- Born: 1615 England
- Died: 1680 (aged 64–65) Colony of Virginia
- Known for: Great-grandfather of George Washington
- Spouse: Hannah "Atherold" ​(m. 1638)​

= William Ball (settler) =

English settler (1615–1680)

William Ball (1615–1680) was an English settler in colonial Virginia. He was a farmer, militia officer, and one of the early leaders in Lancaster County. He is best known as the great-grandfather of George Washington.

== Early life ==
William Ball was born around 1615, possibly in Salisbury, Wiltshire, or Berkshire, England. He married a woman named Hannah (1615–1695) on July 2, 1638, in London, England; her maiden name is sometimes given as Atherold, but no primary documentation has confirmed this.

== Arrival in Virginia ==
William Ball likely arrived in the Virginia Colony by 1653. That year, a land certificate issued to Captain Henry Fleet lists Ball among the individuals he transported to Virginia. Ball is first officially recorded in Lancaster County on December 10, 1653, when he witnessed a deed. Throughout the 1650s, he was involved in local legal affairs, including witnessing the will of Arthur Dunn in 1655 and appearing in court in 1656 to affirm its validity.

By 1658, Ball appeared in the Lancaster County tithable lists, indicating he was an established landholder and taxpayer. In 1659, he was appointed as a county justice, reflecting his growing influence and role in local governance. Around 1663, Ball began acquiring significant landholdings in the county, laying the foundation for his plantation and status as a planter. His involvement in civic and legal matters from early on demonstrates his active participation in the colony’s development.

== Political career ==
William Ball was a prominent political and military figure in Lancaster County. He served as a member of the House of Burgesses, the colonial legislature, from 1670 until his death in 1680. Ball also held the position of presiding magistrate for Lancaster County and was involved in local judicial affairs, serving alongside notable contemporaries such as John Carter and Raleigh Travers.
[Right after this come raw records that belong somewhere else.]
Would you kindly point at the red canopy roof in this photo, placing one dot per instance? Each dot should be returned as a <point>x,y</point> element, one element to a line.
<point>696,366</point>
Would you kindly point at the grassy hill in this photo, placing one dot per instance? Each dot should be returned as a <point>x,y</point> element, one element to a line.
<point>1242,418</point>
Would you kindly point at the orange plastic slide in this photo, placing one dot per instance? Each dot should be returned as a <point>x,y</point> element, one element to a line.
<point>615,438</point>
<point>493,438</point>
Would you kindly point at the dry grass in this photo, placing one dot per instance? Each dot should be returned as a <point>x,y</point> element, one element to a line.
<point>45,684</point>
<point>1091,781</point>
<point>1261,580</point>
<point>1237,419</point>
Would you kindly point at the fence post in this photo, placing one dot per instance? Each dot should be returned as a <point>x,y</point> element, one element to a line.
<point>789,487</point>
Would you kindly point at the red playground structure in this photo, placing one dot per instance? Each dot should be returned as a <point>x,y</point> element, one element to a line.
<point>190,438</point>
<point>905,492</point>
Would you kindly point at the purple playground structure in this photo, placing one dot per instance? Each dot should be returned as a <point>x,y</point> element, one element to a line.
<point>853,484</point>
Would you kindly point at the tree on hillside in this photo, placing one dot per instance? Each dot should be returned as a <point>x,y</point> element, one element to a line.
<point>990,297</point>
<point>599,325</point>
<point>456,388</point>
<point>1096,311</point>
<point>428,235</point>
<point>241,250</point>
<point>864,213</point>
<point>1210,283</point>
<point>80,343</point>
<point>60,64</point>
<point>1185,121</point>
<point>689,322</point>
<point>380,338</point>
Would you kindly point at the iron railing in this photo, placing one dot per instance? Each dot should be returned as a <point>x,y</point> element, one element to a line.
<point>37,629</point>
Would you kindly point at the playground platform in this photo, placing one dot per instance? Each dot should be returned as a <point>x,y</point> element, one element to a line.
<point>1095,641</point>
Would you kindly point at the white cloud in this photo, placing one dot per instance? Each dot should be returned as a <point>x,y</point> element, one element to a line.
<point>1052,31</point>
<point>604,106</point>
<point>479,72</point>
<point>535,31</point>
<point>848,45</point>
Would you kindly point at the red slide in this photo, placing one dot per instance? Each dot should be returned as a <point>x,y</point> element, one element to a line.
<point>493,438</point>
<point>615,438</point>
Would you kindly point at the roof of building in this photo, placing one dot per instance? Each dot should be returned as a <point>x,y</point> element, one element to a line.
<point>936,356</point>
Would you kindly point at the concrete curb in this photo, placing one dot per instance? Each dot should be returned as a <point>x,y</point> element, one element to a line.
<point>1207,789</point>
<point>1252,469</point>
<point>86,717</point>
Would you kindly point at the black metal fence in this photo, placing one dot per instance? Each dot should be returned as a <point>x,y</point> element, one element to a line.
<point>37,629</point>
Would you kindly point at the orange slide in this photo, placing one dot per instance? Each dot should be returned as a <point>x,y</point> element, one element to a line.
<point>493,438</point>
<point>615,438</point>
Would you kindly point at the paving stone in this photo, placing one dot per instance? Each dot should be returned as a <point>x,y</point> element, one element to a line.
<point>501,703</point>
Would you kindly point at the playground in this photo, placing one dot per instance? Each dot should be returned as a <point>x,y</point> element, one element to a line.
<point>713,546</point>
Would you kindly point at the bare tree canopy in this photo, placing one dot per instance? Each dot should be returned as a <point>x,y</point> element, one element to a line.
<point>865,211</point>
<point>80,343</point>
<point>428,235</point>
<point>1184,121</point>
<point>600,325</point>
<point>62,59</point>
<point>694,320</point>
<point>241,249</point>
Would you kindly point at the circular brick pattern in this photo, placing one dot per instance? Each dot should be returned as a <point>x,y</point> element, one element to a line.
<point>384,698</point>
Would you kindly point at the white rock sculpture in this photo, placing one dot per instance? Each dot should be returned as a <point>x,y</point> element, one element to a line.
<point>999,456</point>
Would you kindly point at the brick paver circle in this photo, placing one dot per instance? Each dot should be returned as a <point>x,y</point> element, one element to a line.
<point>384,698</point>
In 1672, Ball received the title of Colonel and served as the County Lieutenant of Lancaster, overseeing the local militia. During this time, he participated in efforts to defend the colony against Native American attacks, including mobilizing men and horses as part of the response to conflicts such as Bacon’s Rebellion in the mid-1670s.

Ball was also involved in various county committees and courts, playing a key role in the administration and governance of Lancaster County during a formative period in Virginia’s colonial history.

== Children ==
William Ball and his wife Hannah had four known children:

- Col. Richard Ball (1639–1677), who settled in Maryland and died before his father’s will was made.
- Capt. William Ball II (1641–1694), who inherited the Millenbeck plantation.
- Joseph Ball (1649–1711), known as “Joseph of Epping Forest,” who was the father of Mary Ball Washington (1708–1789) and therefore grandfather of George Washington.
- Hannah Ball (1650–1695), who married Captain David Fox (1647–1702).